The fact that reference will be sent direct to the colleges will give it so much more weight. A confidential reference from a professor that remembers teaching you is the best you could ever get.

Be more grateful and less paranoid.


Just to reiterate a point that is often misunderstood: a letter of recommendation that mostly refers to second-hand information is not positive. The best LORs refer to first-hand experience of the letter-writer with the student. What's the point of having the letter refer to things that are documented in transcripts and such? It adds nothing. Nothing. (Unless there's either positive or negative trouble/action that can be explained by adding information...)

So, when I write letters, the main point is to speak of my first-hand knowledge of the student's past accomplishments, my perception of their interest, motivation, and potential, based on my direct contact with them... and "looking them in the eye".

Email contact is more tenuous, sure, but, still, it has been known to be an adequate mode of communication "first-hand", not just a notifier of events elsewhere.

So, if your former teacher has a similar attitude as mine, then (s)he'd have no need at all for any further information... because his/her letter would, and should, be based on first-hand knowledge of you.

  • I think you nailed it. Just a guess on my part, but I wouldn't be surprised if the O.P.'s revelation ("I was the supervisor of my capstone project which was also an A") is the first-hand knowledge that is coming into play here.
    – J.R.
    Commented May 2, 2016 at 4:03

A professor will not likely tell you that he would be "happy to provide a letter of recommendation" and then proceed to write you a terrible letter of recommendation. Much likelier, if the professor felt they could not in full honesty write you a compelling letter of recommendation, they would let you know that you would probably be better off finding someone who could write you a stronger letter of recommendation (i.e. someone who recognizes some other qualities in you that would let them write a stronger letter of recommendation). The fact that the professor has indicated he is happy to write you a letter of recommendation means that he is happy to write you a letter of recommendation. To say anything to that effect and then proceed to write a poor letter of recommendation would just be mean-spirited and dishonest.

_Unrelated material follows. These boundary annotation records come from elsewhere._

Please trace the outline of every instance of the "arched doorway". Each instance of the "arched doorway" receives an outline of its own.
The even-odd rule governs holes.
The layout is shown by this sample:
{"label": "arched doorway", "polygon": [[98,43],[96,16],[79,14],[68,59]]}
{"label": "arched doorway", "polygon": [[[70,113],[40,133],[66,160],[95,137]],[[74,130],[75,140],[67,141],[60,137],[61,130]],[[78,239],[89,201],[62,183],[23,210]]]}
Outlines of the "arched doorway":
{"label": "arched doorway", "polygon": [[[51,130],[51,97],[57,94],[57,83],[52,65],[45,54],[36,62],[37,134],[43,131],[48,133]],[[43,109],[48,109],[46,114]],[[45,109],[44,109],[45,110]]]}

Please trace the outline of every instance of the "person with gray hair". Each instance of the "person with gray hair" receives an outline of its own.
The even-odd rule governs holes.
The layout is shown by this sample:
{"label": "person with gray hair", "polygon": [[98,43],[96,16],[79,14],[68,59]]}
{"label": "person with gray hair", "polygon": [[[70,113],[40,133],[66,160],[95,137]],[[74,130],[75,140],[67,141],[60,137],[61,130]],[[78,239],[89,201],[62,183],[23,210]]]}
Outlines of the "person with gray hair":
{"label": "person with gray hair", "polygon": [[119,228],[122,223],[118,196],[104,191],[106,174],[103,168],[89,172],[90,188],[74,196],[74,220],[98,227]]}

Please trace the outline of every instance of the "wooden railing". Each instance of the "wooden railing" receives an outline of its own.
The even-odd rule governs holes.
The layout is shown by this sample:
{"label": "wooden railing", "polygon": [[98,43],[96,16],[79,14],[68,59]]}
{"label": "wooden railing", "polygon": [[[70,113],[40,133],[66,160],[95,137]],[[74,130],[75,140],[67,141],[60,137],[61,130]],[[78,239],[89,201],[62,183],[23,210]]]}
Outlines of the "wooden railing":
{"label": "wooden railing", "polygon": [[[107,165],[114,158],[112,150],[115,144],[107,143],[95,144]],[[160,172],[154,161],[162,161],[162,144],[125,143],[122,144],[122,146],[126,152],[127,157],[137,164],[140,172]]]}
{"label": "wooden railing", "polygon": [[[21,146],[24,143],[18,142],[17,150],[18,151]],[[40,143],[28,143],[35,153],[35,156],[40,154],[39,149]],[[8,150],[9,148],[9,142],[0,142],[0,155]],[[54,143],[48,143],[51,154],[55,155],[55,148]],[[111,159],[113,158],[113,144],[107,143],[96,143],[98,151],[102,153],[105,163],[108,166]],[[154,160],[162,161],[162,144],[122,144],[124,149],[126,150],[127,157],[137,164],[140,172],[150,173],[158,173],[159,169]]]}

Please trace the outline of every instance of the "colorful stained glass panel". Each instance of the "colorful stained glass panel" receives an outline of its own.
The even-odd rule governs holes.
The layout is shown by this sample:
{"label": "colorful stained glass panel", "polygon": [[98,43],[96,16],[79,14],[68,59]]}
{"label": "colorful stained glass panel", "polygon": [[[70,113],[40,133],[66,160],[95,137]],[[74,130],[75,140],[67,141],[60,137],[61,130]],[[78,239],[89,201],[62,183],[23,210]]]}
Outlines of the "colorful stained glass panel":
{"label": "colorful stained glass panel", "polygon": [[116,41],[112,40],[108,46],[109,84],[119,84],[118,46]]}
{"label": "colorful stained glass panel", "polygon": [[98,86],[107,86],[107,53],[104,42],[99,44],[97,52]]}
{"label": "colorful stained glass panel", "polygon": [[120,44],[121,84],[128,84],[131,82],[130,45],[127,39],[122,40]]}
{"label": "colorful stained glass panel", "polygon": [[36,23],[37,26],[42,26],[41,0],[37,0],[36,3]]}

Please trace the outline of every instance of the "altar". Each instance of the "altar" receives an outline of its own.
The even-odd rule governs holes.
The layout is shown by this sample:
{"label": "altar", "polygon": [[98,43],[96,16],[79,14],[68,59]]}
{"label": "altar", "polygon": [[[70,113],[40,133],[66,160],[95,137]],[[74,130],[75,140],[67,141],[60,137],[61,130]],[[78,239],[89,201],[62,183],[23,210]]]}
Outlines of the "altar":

It does not sound like he is going to intentionally write you a bad letter of recommendation. Presumably, he has access to the classes you have taken and the grades you have gotten (potentially you entire transcript). That said, not wanting to know more about what you have been up to is not a great sign. It is much easier to write a good letter of reference that is tailored to a application, if you have seen the application.


The answer to the question title, as opposed to the specifics of your case, is "Yes, it can happen".

A bad letter of recommendation may be unintentional - either because the recommender does not actually know you, and this shows by him not discussing first-hand experience, or because the letter may be short and generic etc. But if you're not sure someone has a high opinion of you, it is not impossible he recalls something negative and will let that mix in with what he might write. Finally, in some cases, recommenders get contacted by future employers/academic institutions, and if they don't follow up with some positive banter, that might be work in your disfavor.

So, bottom line: If at all possible, get a letter of recommendation by meeting with the recommender in person, telling him what you plan on doing, etc. Otherwise it might be a bit of a risk.


Be very pleased this instructor is willing to give you a recommendation letter. If you are super curious what he will say, ask him for a CC sent to you, to put in your resume file. Just in case you change your mind and chose another school. You won't have to bother him again since you have a copy of the letter and can just forward it. It may work different for school ref. Letters but every Supervisor etc. I have every asked for a reference sent me a copy anyway.